The opportunity had two parts. One, he was the top salesman for Franklin Lane Burns. Burns was the builder of what was then referred to as the Burns Better-Built Bungalows while customers shortened their name to Burns Bungalows. Burns claimed to have developed 13,000 residential sites, homes, apartments, and commercial projects during his career. You'll still find many of the bungalows in Lakewood, situated behind the Federal and Alameda shopping center.
The whole bungalow was built on a slab around the size of today's double car garage and sold for a thousand or two per house.
Frederics' second opportunity was the end of World War II and the returning veterans with families looking for cheap housing. So he split with Burns and within months, using Burns formula, he was selling 500 unbuilt houses at a clip off of one model that doubled as an office. He once said that the first million was the hardest to make. He could have added that it was also the hardest to watch go.
The deal is not making the money or the method you use to make it. The deal is the challenge of making the money. And Metro Denver is short on the challenge, which is why we've seen so many millionaires leave Denver for fertile markets where the challenge to double or triple your millions still exists.

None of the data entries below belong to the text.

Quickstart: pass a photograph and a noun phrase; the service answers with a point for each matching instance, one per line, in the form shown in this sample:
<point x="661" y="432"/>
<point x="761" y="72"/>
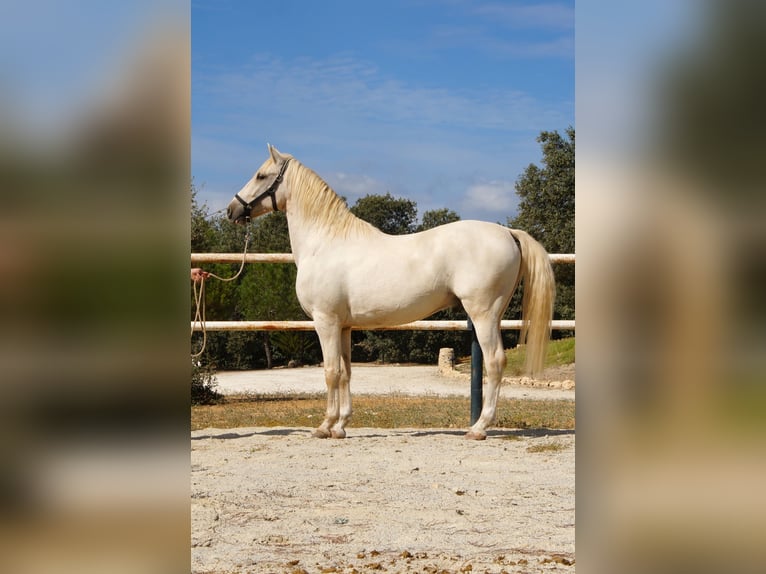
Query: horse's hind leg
<point x="330" y="340"/>
<point x="491" y="342"/>
<point x="344" y="386"/>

Those of us out of a dependable job are, as the headline on today's Denver Post says, "short on cash." Below, the article notes that Denver "has fewer corporate headquarters than past host cities [or cities hosting political conventions]." They could have added that most of the corporate headquarters that once existed have long since evaporated.
Final note. Those millionaires who are addicted to the deal often travel the country offering to show the deal to others so anyone can use the deal to make money. Whether the wannabe believers make any money or not is unimportant. It's the guy with the deal who won't go to sleep until he figures out a way to use it to multiply his millions, even if it involves selling it to others.